I was thinking more around 65 gallons..lol. I think my GF would kick me in the nuts if I picked up another 125. Im also thinking about a larger cube...I dig the cube design.


----------



## Puff (Feb 14, 2005)

nismo driver said:


> everyone wants it then when you finally get it you like dammit this crap wont come off.
> 
> once it starts growing in a couple spots check your alk/CA/mg coraline uses more carbonates to calicfy then most hard corals and can quickly deplete those elements in a small tank if enough of it is spreading.


lol. that's how i was.

at first i was like, "OH SH*T!!! CORALINE!!! NICE!". then it kept spreading...and spreading...now i have to take a plastic scraper and work that stuff off the glass. it especially likes the rounded corners in the aquapod.

dont get me wrong, the stuff looks great, but im not a fan when it starts blocking my viewing area!


----------



## Grosse Gurke (Jan 3, 2003)

Oh...I know...it happened in my old tank. However I believe it is a good sign of how the tank is maturing....or at least that is what I though.


----------



## nismo driver (Jan 27, 2004)

Puff said:


> everyone wants it then when you finally get it you like dammit this crap wont come off.
> 
> once it starts growing in a couple spots check your alk/CA/mg coraline uses more carbonates to calicfy then most hard corals and can quickly deplete those elements in a small tank if enough of it is spreading.


lol. that's how i was.

at first i was like, "OH SH*T!!! CORALINE!!! NICE!". then it kept spreading...and spreading...now i have to take a plastic scraper and work that stuff off the glass. it especially likes the rounded corners in the aquapod.
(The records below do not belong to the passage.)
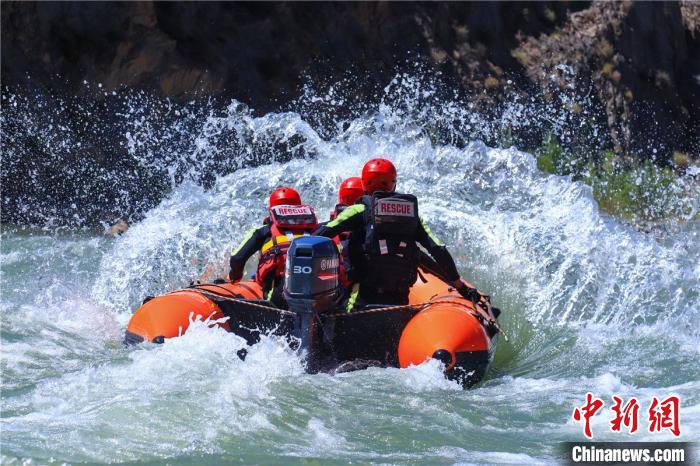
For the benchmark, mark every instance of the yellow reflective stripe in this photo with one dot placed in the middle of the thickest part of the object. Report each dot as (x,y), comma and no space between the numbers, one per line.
(431,235)
(280,239)
(245,240)
(346,214)
(353,297)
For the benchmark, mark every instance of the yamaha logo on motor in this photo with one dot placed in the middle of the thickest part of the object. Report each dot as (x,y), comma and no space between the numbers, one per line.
(298,269)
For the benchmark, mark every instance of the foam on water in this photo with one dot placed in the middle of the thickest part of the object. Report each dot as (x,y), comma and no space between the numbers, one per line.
(590,304)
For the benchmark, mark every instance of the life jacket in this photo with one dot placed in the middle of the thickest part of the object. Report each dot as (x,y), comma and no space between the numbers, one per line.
(389,247)
(343,242)
(286,223)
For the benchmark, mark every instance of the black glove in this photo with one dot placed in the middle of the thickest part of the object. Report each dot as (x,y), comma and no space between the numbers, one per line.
(472,294)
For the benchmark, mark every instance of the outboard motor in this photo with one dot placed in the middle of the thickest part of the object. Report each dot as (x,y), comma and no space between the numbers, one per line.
(312,287)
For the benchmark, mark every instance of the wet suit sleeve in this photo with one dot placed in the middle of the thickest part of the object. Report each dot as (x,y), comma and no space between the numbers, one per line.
(350,219)
(251,244)
(437,250)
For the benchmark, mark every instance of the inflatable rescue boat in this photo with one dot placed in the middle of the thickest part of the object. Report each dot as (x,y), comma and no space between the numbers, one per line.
(438,322)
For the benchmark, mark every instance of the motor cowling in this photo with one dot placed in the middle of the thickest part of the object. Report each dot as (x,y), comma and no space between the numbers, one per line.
(312,288)
(312,274)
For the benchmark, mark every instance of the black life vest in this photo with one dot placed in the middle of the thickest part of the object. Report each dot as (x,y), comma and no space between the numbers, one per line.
(390,249)
(286,223)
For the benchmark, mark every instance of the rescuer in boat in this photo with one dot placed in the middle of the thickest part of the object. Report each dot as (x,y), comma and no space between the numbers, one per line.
(288,219)
(349,192)
(386,227)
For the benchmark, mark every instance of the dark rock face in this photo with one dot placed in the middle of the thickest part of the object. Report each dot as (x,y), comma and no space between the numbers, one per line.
(639,59)
(257,52)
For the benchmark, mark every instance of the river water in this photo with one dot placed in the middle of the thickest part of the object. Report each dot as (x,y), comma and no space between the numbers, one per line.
(590,304)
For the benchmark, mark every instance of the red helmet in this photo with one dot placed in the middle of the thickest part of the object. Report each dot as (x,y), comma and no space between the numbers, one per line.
(350,190)
(284,196)
(378,175)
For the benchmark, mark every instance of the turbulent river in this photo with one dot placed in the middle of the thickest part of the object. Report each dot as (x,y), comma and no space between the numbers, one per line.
(589,304)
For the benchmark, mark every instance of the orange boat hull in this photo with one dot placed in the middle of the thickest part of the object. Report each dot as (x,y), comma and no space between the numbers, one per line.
(448,328)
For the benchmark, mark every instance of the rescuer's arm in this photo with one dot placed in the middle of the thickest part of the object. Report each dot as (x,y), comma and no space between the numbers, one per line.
(444,259)
(251,244)
(350,219)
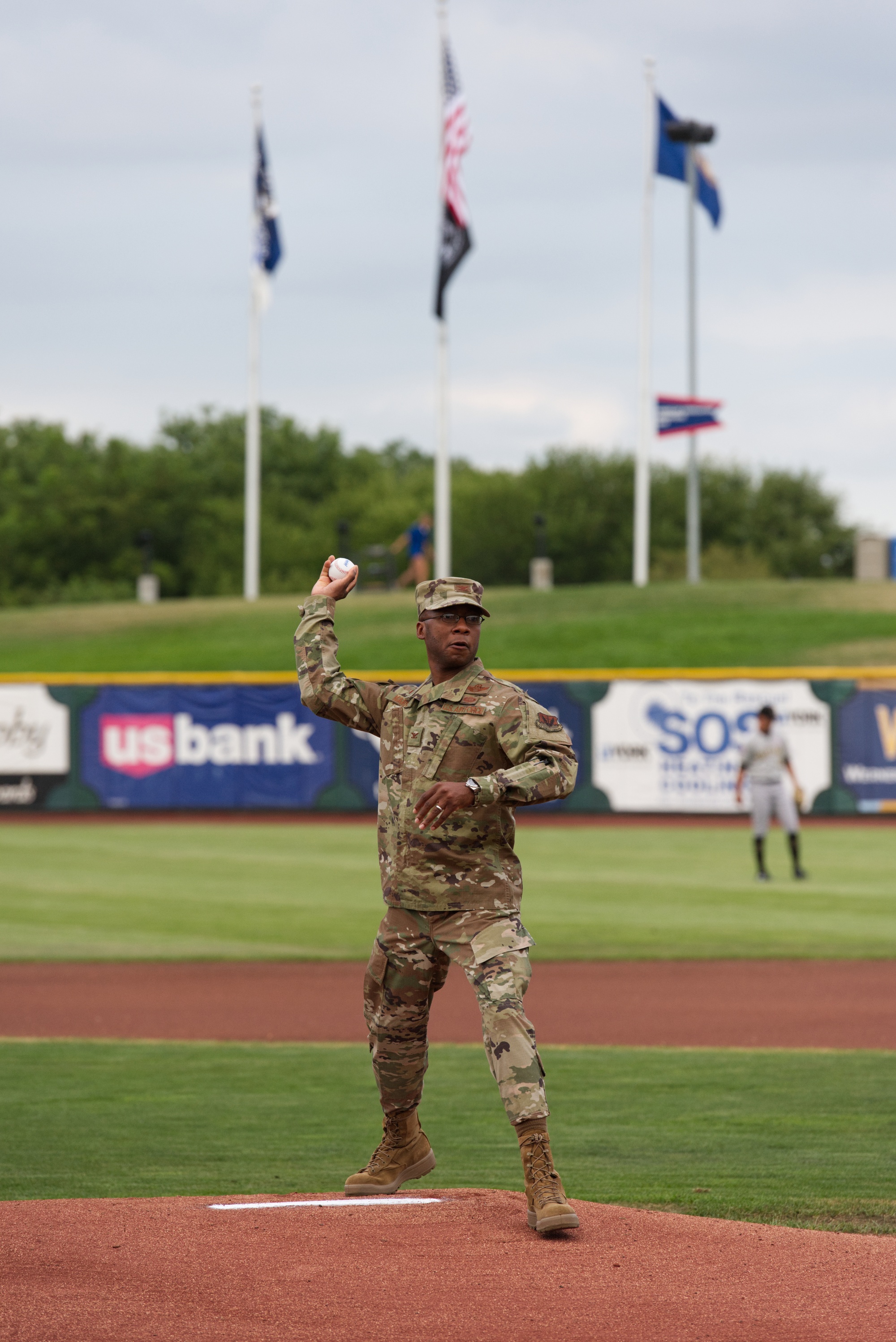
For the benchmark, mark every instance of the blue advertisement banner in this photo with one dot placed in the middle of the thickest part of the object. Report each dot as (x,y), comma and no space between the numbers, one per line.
(243,747)
(207,747)
(868,749)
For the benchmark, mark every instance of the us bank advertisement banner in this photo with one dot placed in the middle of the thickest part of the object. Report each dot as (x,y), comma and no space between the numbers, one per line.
(868,749)
(216,747)
(675,745)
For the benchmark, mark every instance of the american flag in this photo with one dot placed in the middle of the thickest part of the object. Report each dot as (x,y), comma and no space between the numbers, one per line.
(455,137)
(455,241)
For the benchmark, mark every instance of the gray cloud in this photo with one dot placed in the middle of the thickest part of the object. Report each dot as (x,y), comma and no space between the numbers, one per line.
(125,203)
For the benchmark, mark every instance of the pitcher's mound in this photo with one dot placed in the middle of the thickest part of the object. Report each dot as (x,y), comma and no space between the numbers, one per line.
(465,1267)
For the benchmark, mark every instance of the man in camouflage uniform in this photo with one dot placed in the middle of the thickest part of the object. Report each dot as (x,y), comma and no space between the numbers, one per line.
(457,755)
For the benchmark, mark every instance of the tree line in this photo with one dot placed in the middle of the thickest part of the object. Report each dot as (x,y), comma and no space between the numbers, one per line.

dont get me wrong, the stuff looks great, but im not a fan when it starts blocking my viewing area!
[/quote]

i no longer have the coraline problem, the vodka/sugar dosing does something to stop or slow coraline growth, not sure if ts because of the super low nutient levels but most people run very low nutrient tanks observe limited coraline growth.


----------



## Puff (Feb 14, 2005)

yeah. mine has slowed down, but before i went away on my trip it was getting crazy. i wanted the back wall, locline, and hydor flo to get covered, then stop it there.

so far it has slowed down. which either means my tank is doing poorly, or there is less extra sh*t in the water to fuel its growth.


----------



## nismo driver (Jan 27, 2004)

Puff said:


> yeah. mine has slowed down, but before i went away on my trip it was getting crazy. i wanted the back wall, locline, and hydor flo to get covered, then stop it there.
> 
> so far it has slowed down. which either means my tank is doing poorly, or there is less extra sh*t in the water to fuel its growth.
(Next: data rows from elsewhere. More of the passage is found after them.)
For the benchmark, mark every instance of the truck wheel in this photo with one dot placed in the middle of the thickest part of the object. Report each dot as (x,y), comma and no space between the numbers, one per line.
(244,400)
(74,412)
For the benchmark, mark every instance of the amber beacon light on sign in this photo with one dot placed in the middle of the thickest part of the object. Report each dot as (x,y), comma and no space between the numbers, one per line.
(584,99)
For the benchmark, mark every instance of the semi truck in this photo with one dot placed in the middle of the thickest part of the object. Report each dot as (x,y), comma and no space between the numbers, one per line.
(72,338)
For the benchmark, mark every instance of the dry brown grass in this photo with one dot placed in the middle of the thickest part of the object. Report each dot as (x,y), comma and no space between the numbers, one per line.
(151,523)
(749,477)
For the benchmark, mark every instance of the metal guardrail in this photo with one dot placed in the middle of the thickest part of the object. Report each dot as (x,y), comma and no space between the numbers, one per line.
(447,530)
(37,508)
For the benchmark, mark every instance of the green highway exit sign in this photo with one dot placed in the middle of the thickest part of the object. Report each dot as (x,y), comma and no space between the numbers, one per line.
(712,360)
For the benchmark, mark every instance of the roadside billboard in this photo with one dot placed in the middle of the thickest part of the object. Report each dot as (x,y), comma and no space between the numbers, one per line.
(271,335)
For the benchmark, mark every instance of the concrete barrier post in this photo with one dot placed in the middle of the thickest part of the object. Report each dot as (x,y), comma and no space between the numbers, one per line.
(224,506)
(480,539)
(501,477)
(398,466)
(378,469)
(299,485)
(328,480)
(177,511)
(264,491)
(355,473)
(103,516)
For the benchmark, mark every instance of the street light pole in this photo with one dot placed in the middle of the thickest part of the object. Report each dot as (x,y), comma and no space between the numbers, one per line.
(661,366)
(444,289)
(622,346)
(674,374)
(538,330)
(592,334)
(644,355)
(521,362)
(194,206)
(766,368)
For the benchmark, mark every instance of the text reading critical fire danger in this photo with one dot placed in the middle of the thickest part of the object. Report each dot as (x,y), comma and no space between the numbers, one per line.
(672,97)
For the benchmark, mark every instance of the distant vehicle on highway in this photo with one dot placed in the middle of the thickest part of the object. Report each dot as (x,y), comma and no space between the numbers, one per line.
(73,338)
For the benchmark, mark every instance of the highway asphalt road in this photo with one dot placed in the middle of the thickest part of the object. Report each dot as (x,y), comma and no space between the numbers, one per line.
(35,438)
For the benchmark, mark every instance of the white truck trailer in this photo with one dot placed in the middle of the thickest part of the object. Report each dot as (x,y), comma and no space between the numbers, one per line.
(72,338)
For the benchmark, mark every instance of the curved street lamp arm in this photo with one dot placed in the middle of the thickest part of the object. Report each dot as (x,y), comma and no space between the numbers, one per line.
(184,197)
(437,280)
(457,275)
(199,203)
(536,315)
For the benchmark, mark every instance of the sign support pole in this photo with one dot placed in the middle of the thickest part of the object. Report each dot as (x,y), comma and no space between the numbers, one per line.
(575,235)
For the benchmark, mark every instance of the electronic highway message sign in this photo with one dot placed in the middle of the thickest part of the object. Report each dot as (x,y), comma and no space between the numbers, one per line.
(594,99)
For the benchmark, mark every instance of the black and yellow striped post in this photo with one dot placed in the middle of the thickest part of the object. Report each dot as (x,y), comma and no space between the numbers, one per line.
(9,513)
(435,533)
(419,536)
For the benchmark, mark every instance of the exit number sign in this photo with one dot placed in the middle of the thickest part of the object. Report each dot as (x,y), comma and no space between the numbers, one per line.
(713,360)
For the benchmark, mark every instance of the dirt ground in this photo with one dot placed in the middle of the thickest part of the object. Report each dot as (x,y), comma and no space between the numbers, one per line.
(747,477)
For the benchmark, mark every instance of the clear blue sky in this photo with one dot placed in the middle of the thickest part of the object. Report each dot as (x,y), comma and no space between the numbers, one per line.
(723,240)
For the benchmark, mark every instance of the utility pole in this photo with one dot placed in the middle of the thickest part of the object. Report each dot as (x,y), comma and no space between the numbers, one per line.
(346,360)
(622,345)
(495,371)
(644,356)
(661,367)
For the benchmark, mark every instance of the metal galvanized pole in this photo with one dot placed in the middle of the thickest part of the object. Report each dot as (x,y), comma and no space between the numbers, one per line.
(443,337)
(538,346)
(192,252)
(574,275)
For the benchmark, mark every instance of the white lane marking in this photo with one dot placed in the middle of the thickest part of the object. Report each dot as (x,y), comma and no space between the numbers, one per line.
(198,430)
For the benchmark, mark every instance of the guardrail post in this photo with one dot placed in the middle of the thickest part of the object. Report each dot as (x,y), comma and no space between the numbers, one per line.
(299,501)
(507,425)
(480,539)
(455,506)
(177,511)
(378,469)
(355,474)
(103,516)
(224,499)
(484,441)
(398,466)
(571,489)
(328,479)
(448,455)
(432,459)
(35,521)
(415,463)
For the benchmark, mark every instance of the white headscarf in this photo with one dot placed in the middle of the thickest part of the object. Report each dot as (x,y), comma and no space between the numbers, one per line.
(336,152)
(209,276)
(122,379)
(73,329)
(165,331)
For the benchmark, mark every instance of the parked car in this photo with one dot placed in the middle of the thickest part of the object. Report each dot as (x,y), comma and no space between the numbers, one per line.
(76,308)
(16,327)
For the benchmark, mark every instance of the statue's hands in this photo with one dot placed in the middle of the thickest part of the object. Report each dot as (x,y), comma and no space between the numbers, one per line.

check your calcium, alkalinity and magnesium..

the low calcium will pretty much only slow calcification and possibly stunt growth, low mag is also not good for coral in general but primarily effects hard corals like your brain, alian eye and montis, low alk is a concern for overall tank health since it will effect the ph.
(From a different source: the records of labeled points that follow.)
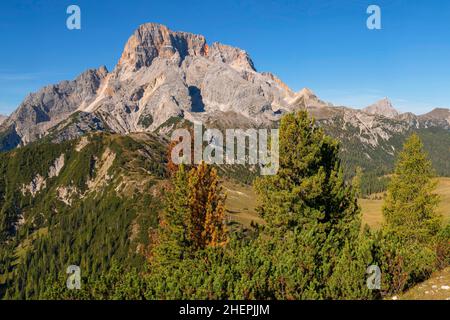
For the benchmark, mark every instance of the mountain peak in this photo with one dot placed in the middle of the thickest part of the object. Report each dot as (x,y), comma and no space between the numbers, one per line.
(382,107)
(152,40)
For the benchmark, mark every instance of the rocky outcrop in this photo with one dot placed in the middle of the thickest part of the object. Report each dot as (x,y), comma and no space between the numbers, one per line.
(41,111)
(383,108)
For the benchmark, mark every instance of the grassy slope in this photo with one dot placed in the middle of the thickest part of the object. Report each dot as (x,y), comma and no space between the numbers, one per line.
(241,204)
(372,209)
(435,288)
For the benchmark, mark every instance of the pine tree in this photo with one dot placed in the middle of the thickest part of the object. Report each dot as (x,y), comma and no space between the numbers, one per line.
(410,206)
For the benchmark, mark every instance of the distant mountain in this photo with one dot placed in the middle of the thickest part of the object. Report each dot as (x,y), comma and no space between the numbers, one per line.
(164,77)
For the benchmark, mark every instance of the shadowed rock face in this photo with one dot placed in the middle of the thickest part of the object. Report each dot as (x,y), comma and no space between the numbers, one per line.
(383,107)
(164,74)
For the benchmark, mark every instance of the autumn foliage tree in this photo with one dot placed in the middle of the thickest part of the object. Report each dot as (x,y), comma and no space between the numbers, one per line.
(206,208)
(194,217)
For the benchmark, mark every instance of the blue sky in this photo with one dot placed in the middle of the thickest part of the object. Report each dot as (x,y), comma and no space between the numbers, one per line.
(321,44)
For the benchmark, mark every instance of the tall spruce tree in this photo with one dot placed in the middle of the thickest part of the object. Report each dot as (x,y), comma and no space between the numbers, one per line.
(311,213)
(410,206)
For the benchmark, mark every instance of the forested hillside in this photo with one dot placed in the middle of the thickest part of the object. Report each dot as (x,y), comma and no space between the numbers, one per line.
(82,202)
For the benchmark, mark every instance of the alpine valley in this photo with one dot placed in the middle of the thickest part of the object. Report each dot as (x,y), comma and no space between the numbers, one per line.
(83,162)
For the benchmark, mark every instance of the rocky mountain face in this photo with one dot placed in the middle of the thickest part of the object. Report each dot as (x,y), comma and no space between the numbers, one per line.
(383,108)
(164,76)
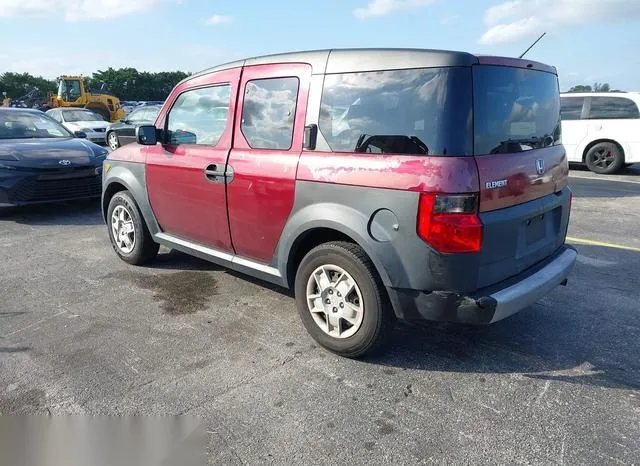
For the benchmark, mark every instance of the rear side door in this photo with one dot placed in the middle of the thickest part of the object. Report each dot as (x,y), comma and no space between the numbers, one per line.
(575,127)
(185,174)
(267,145)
if you find these levels are below 400ppm (ca) 8dkh (alk) 1200 - 1300 (mag) then raiss it slowly over a few days.


----------



## Grosse Gurke (Jan 3, 2003)

Hey ND...any way you could do a post about proper levels of these elements? It would help me out immensely...and I am sure anyone that is newer in the hobby.


----------



## nismo driver (Jan 27, 2004)

Grosse Gurke said:


> Hey ND...any way you could do a post about proper levels of these elements? It would help me out immensely...and I am sure anyone that is newer in the hobby.


sure i can post something up tonight when i have time to go indepth and blabber on forever.


----------



## Grosse Gurke (Jan 3, 2003)

Thanks man!


----------



## Puff (Feb 14, 2005)

thanks for the tip nismo. ill test those when i get home later.

i do regular water changes, so it should be too far off of the results i got last time i tested. but things change.


----------